Людмила Викторовна винит себя в том, что незадолго до ухода из жизни мужа оставила его одного на семь дней, уехала из Москвы. Но та поездка была запланирована давно, и сам Юрий Борисович уговорил супругу ехать. Его в это время опекали ученицы Макеевой.

– Когда я приехала, мы с ним пошли в туалет, и он вдруг стал падать, – вспоминает Людмила Викторовна. – Я вызвала «скорую». Сделали уколы, и вроде как ничего. Честно говоря, я даже не помню, почему его тогда не увезли в больницу. Вполне может быть, что он сам не захотел. Но в ту ночь он упал с кровати. Подняла его, положила. Он говорит: «Мне холодно». Надела на него шерстяные гольфы, накрыла ещё одним одеялом сверху. Спросила: «Может, почитать тебе, побыть рядом?» – «Нет, я спать хочу». И вот это, собственно, последние слова. На следующее утро, когда я проснулась, он долго спал. Зову его: «Юра!» А у него наушники (он слушал радио). Я вытащила эти наушники, и у него рука вниз поползла и стала синеть. И всё. А я так и осталась стоять. Такая вот история.

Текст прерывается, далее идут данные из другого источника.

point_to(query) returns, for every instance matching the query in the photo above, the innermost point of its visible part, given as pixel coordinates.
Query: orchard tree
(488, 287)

Похоронили артиста Юрия Шерстнёва на Борисовском кладбище. К сожалению, не удалось добиться захоронения на Новодевичьем, Ваганьковском или Троекуровском, где обычно покоятся деятели культуры. Поэтому вдова выбрала кладбище, которое находится рядом с её домом, чтобы почаще навещать любимого мужа.